Bessent Warns $2 Billion Cut From IRS Tech Budget Could Spark Disruptions

By David Lawder

WASHINGTON (Dailyexe) -U.S. Treasury Secretary Scott Bessent on Tuesday said the Trump administration has cut $2 billion from the IRS information technology budget without operational disruptions and intends to save hundreds of millions more by automating processing of paper forms.

Bessent testified before a U.S. House of Representatives Appropriations subcommittee hearing stating that last year, the IRS allocated around $450 million for paper processing activities, employing almost 6,500 full-time workers specifically for these tasks,” she mentioned. “The Treasury plans to decrease this expenditure down to less than $20 million by the conclusion of President Donald Trump’s potential second term through strategic adjustments and automated processes.

Savings so far have come from eliminating, renegotiating and refocusing “wasteful” information technology (IT) and professional services contracts, including unused software licenses that had been auto-renewed for years, Bessent said, adding that this effort would reduce future Internal Revenue Service outlays by hundreds of millions of dollars per year.

Bessent defended the Trump administration’s proposed fiscal 2026 cut of almost $2.5 billion from the tax collection agency’s budget in the White House’s fiscal 2026 budget proposal. The proposal also aims to slash spending on education, housing, and medical research for $163 billion in discretionary savings.

He mentioned that the majority of the IRS reductions would be achieved by decreasing their IT spending, describing the current budget as “inflated” due to ex-President Joe Biden’s clean-energy Inflation Reduction Act. This act, enacted in 2022, injected an additional $80 billion into the IRS for technology improvements and tax collection efforts.
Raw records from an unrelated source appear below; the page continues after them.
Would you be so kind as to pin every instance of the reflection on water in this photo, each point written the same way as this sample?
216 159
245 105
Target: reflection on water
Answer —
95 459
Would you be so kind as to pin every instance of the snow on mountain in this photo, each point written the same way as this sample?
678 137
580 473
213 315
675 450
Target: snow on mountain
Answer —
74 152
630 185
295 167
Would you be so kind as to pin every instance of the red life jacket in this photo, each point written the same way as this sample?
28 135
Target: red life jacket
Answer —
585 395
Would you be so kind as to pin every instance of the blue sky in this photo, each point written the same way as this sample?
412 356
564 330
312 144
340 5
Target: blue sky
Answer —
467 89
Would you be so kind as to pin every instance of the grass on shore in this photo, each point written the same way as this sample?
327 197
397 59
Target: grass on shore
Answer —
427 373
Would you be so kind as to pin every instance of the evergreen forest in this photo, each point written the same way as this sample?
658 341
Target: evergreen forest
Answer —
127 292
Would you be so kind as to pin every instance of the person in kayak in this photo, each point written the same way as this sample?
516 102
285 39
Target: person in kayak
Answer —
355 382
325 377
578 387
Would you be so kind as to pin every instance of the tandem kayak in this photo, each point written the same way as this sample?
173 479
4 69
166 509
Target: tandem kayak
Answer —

However, following Republican-led budget proposals have cut this extra funding almost in half.

“I am confident that we will make substantial progress in the IT and right-size the payments system, the collection system,” Bessent said. “As I’ve repeatedly said, my priorities are collections, privacy and customer service.”

He disagreed with assertions by Democrats that the cuts would impair tax collections, saying it takes years to train enforcement personnel for high-end audits.

I think, with more intelligent technology and leveraging the current AI advancements, we can improve our collection processes,” Bessent noted additionally. “I anticipate that these collections will remain quite strong, just as they have been this year.

DEBT CEILING ‘WARNING TRACK’

Bessent declined to provide a forecast on when the Treasury would exhaust its borrowing capacity under extraordinary debt ceiling measures but said it was “not far away.” He vowed that the U.S. government would not risk a payments default or use any “gimmicks” to try to circumvent the limit, which will ultimately be increased or suspended.

“I will tell you, just as an outfielder running for a fly ball, we are on the warning track,” Bessent said, using a baseball term indicating that a player was close to crashing into the stadium wall. “And when you’re on the warning track, it means the wall is not far away.”

Several independent analysts believe the Treasury might be able to prevent a payment default until later in the summer even without raising or suspending the debt ceiling.

Bessent said he agreed with his Biden administration predecessor Janet Yellen’s view that the overall U.S. debt level should be viewed as a percentage of U.S. economic output.

“Both Secretary Yellen and I concur that the crucial figure is the debt-to-GDP ratio. We aim not only to manage and reduce the total amount of debt but also to increase our GDP,” explained Bessent, who has previously faulted the Biden administration for overspending.

Bessent mentioned that the Treasury was considering significant modifications in the manufacturing process of nickel coins to reduce the production costs beneath five cents. Additionally, he stated, “I think the dime remains profitable.”